Turner does refer in some of his claims to statutory provisions. He charges that ABI management employees Liakos and Schmitt violated unspecified provisions of "the [federal] Alcohol, Tobacco and Firearms laws." He points to Schmitt's alleged gifts to alcohol retailers "in contravention of ABC laws." According to Turner, Schmitt also instructed sales personnel to remove or tear down competitor's products and advertising, to make consignment sales of alcoholic beverages in violation of "ABC Act § 25503."
Turner's vague charge of "Alcohol, Tobacco and Firearms laws" violations, largely unaccompanied by citations to specific statutory or constitutional provisions, puts ABI and the court in the position of having to guess at the nature of the public policies involved, if any. This kind of showing is plainly insufficient to create an issue of material fact justifying a trial on the merits of Turner's claims.

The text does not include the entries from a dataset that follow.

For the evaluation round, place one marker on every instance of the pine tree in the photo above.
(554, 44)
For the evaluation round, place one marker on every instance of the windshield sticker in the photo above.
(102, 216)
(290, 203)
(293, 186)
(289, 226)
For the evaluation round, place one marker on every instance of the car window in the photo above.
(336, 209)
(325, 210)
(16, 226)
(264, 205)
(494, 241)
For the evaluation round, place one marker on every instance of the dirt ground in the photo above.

Turner does refer to a single provision of California Alcohol Beverage Control Act (Bus. & Prof. Code, § 23000 et seq. [hereafter Act]) to support his claim. Section 25503 of the Act prohibits consignment sales of alcoholic beverages, i.e., arrangements under which title to beverages is retained by the seller or possession may be returned to the seller. (§ 25503, subd. (a).) In addition, section 23104.2 forbids a seller of beer from reacquiring its product "from a retailer except when the beer delivered was not the brand or size container ordered by the retailer, or the amount delivered was other than the amount ordered ... or if a package had been broken or otherwise damaged prior to or at the time of actual delivery...."

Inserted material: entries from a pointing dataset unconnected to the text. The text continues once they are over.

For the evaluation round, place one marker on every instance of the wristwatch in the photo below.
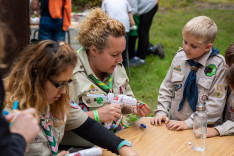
(124, 143)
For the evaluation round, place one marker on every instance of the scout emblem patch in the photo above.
(175, 88)
(218, 94)
(177, 68)
(93, 90)
(220, 88)
(210, 70)
(84, 107)
(99, 100)
(73, 104)
(203, 98)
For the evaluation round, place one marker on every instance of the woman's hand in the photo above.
(109, 113)
(157, 120)
(211, 132)
(142, 110)
(177, 125)
(127, 151)
(62, 153)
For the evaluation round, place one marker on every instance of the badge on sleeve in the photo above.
(84, 107)
(177, 68)
(175, 88)
(73, 104)
(210, 70)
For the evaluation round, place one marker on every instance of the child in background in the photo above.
(121, 11)
(227, 128)
(196, 75)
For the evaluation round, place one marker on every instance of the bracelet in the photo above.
(96, 117)
(124, 143)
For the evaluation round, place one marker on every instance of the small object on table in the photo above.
(143, 126)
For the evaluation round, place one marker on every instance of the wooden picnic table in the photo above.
(158, 141)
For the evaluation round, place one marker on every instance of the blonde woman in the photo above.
(99, 71)
(40, 80)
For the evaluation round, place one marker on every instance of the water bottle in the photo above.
(199, 128)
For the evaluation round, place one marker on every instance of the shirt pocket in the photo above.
(177, 82)
(176, 77)
(205, 82)
(94, 102)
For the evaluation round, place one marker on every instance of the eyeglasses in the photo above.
(60, 86)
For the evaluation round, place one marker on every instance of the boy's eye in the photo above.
(193, 46)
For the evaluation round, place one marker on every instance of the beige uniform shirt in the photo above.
(40, 145)
(83, 84)
(227, 128)
(212, 88)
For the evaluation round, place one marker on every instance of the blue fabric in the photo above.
(51, 29)
(190, 86)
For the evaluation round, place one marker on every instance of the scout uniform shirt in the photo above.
(227, 128)
(40, 145)
(83, 84)
(211, 86)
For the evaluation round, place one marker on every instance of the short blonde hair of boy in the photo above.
(96, 27)
(202, 28)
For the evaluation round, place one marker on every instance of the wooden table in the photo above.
(158, 141)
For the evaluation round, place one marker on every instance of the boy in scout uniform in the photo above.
(39, 80)
(99, 71)
(196, 76)
(227, 128)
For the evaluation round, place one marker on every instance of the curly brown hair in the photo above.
(229, 54)
(96, 27)
(37, 64)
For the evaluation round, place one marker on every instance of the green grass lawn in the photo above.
(166, 28)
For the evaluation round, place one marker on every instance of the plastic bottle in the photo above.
(200, 128)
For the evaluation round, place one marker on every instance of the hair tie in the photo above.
(61, 44)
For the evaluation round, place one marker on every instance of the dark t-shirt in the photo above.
(45, 8)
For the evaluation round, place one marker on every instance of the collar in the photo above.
(202, 60)
(84, 66)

Violations of these sections might be construed as implicating fundamental public policy. The Legislature's declaration of purpose in section 23001
Assuming that Turner has identified ABI violations of state statutes implicating fundamental public policies, he has nonetheless fallen short of creating a triable issue on a cause of action for wrongful discharge in violation of fundamental public policy. Initially, Turner does not show that he was ever asked to participate in any illegal activity or that he was subjected to harassment for performing a statutory obligation or exercising a statutory right or privilege. (Gantt, supra, 1 Cal.4th at pp. 1090-1091.) Therefore, he cannot assert a wrongful discharge claim in the classic Tameny sense. (See Tameny, supra, 27 Cal.3d 167 [employee discharged for refusing to participate in illegal price-fixing scheme].) Thus, Turner's claim is limited to an assertion of "whistle-blower harassment," i.e., a contention that he was harassed and ultimately forced to quit because he reported to ABI "an alleged violation of a statute of public importance." (Gantt, supra, 1 Cal.4th at p. 1091.)
But Turner's claim of whistle-blower harassment fails because he cannot demonstrate the required nexus between his reporting of alleged statutory violations and his allegedly adverse treatment by ABI. Turner's reporting activity occurred some four to five years before the negative performance evaluations that Turner maintains caused him to quit. Indeed, contrary to the dissent, there is no indication in the record that management regarded Turner as a disloyal employee and troublemaker for his reporting of illegal activity. In response to Turner's complaints, ABI managers did not dismiss his concerns or admonish him to cease communication, but investigated and made their own determinations that illegal activity was not taking place. The ABI managers receiving Turner's reports were not on the scene when other ABI managers later found his performance less than satisfactory. Turner's performance evaluations and status within ABI were generally satisfactory
The only reasonable inference from the record before us is that Turner's evaluation reflected a bona fide assessment of his job performance, not a retaliatory blow for reporting alleged illegalities remote in time, place, and context from the evaluation setting.
For the reasons stated above, Turner's claim for constructive wrongful discharge in violation of fundamental public policy fails as a matter of law. The trial court was correct in granting summary judgment in ABI's favor. We therefore reverse the judgment of the Court of Appeal and direct a summary judgment in favor of ABI. ABI shall recover its costs.
Arabian, J., Baxter, J., and George, J., concurred.
I join in part I. of Justice Kennard's dissenting opinion. I agree, for reasons concisely stated therein, that an employer with constructive rather than actual knowledge of an employee's intolerable working conditions should not be able to escape liability for a constructive wrongful discharge.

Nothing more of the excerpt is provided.